The Forest at the Edge of the World(18)
Hmm.
She hadn’t expected that. She rather thought he’d be as ridiculously thick as his neck. But he was a tricky one.
“Progress is change that improves everyone’s lives,” she told him. “Our way of living, thinking, behaving.”
“And how do you know if something is progressive or not?” he squinted.
“We test it,” Mahrree said, “as The Writings have said we should do: test all things, as we are tested. Oh, wait. I’m sorry.” She batted her eyelashes. “I understand most people from Idumea no longer read The Writings. Too trite and unprogressive?”
She enjoyed watching his face tighten.
The captain nodded. “I have, in fact, read The Writings once or twice. I seem to remember a line where the Creator told the first five hundred families He placed here that they should test all ideas and knowledge for the truth of it. So, how can you dismiss the educational suggestions of the Administrators without even testing it yourself?”
The audience chuckled nervously for Mahrree. He had a point.
She had one to match.
“I’m all for finding out the truth, Captain. You won’t find anyone more determined than me. So this is being tested first in Idumea? Then I’ll wait to see the results before I suggest to my students’ parents that we try any of it here.”
“So you’re willing to trust someone else’s experience?”
“Yes, Captain. I don’t need to fall off my roof to know it’ll hurt. I saw my poor neighbor Mr. Hersh learn the ‘truth’ of the hardness of the ground after a long fall.”
The audience laughed and Captain Shin nodded slowly. “So you’re not opposed to progress?”
“If I were, I would still be wearing animal skins and living in that same cave where in the Creator first placed our ancestors when He brought them to this world 319 years ago!”
“You enjoy citing The Writings, don’t you, Miss Peto?” he said with just a slightly condescending tone. “You probably know all of it, how the Creator taught the women to shear sheep and card wool, and how He taught the men to smelt iron, make tools, cut down trees, and make planking for houses?”
She folded her arms in a manner she hoped also seemed slightly condescending. “I do, Captain. I enjoy discovering the truth the Creator and His guides left for us.”
Captain Shin held up a finger. “Can truth be found from other sources, Miss Peto? Can’t we learn to do things without the guidance of the Creator? We’ve been without the influence of guides for almost 120 years now, and we seem to be just fine.”
“Are you suggesting, Captain Shin,” she glowered, “that losing our last guide in 200, his murder in the forest above Moorland, ending the words of the Creator to us, was progressive?”
The angry tension that filled the amphitheater told the captain what his response better be if he had any hope of winning any hearts and minds that night.

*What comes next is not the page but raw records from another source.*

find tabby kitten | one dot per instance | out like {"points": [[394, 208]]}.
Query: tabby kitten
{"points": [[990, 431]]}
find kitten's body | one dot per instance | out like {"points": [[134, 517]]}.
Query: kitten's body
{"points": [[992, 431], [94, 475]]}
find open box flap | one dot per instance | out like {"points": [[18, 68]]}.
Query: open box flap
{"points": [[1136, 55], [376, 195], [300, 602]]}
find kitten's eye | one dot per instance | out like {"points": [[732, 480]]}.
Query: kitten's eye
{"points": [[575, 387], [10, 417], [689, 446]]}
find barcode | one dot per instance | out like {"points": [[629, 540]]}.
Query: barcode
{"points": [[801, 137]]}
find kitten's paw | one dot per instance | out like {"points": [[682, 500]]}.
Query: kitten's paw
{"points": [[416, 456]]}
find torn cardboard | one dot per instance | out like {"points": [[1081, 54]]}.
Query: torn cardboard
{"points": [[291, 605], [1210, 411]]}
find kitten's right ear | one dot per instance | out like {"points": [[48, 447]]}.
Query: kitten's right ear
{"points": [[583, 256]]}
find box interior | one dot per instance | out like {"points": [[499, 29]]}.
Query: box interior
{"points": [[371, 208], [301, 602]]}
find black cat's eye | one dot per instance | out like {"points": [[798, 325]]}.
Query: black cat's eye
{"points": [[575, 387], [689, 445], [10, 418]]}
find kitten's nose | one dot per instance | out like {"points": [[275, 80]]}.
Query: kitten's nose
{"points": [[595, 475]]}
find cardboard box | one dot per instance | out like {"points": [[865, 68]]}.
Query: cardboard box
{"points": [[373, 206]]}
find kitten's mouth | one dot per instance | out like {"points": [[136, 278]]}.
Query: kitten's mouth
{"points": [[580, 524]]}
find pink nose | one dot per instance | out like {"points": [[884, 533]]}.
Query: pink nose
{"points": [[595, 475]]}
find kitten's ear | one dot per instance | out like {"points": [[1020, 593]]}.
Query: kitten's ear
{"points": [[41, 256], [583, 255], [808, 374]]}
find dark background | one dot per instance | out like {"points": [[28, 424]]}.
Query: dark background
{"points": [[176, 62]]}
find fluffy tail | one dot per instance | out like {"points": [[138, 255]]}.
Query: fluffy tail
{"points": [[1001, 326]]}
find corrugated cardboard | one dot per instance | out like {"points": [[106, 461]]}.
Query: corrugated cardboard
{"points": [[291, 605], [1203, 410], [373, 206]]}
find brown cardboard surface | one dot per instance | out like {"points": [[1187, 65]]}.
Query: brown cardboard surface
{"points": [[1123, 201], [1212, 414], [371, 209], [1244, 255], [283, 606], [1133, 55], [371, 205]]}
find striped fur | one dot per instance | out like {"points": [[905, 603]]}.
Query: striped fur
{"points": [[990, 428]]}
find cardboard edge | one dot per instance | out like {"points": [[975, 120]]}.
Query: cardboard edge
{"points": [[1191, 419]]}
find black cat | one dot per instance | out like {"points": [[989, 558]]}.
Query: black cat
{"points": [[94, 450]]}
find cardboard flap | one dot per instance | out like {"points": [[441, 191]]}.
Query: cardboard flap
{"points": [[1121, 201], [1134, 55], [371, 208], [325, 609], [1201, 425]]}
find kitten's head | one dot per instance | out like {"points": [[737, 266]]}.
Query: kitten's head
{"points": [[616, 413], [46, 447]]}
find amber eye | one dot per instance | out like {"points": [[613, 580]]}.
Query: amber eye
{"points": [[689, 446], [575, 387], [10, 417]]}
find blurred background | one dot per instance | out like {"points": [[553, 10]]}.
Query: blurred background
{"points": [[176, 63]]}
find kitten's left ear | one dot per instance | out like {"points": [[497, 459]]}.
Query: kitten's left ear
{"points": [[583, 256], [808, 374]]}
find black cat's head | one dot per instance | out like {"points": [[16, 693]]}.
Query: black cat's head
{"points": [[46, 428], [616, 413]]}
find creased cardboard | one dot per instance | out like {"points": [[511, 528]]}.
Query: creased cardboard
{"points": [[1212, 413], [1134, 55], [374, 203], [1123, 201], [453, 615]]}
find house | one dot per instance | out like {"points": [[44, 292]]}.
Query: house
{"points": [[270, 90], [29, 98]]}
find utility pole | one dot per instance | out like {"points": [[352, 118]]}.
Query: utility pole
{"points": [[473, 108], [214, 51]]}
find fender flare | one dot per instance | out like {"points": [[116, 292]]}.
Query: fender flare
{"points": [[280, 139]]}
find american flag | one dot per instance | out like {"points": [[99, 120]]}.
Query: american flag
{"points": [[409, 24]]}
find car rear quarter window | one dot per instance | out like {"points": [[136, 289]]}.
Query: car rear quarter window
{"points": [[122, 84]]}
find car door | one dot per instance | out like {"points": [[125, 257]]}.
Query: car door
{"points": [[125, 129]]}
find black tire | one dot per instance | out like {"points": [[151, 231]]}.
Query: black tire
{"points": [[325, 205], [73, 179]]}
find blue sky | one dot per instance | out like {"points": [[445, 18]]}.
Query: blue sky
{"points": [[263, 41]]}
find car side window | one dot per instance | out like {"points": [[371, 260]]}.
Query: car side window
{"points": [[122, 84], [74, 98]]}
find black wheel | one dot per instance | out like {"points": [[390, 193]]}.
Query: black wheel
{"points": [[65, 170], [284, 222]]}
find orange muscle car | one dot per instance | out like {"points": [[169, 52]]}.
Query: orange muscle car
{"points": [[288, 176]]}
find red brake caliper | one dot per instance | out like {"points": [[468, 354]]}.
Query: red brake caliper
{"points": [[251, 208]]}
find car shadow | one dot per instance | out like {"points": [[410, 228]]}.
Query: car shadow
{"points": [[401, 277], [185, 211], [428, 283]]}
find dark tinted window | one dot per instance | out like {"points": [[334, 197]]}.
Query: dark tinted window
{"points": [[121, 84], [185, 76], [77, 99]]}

“Miss Peto, any man’s murder is tragic,” he said somberly. “And the death of the last holy man is beyond that. Of course I’d never suggest the death of Guide Pax was acceptable. But I would submit that we have carried on admirably since then, and those in this audience who still revere The Writings as deeply as you do, demonstrate that the spirit of the guides is still strong and viable. Perhaps the Creator now wants us to act for ourselves and progress to the best of our abilities without His direct guidance. Miss Peto, we didn’t need a guide or the Creator to discover how to turn flax to linen, or discover silk.
“But, perhaps,” he said with a growing smile that warmed his features and began to warm the audience as well, much to Mahrree’s disappointment, “the Creator did influence that woman to do her wash under the mulberry bushes so that the silk cocoons would fall into her hot water and make such an absurd but useful mess. And it wasn’t because of the guides that men discovered ways to combine different soils, gravel, and water to create mortar to hold rock together. Our ancestors discovered that themselves. They also learned how to turn the pines north of Quake and to the west of Trades into pulp and thin paper, allowing us to print far more books than if we had only costly parchment. We did all that!
“Miss Peto,” he continued earnestly, “I believe the Creator gave us minds and choices so that we could become creators ourselves. He wants us to experiment, try, fail, and try again until we succeed. That’s progress, Miss Peto, and I submit that the Creator is pleased with us when we experiment. In that light, the Creator is pleased with the Administrators when they experiment. These changes in education? Just experiments to see if we can progress to something even greater.”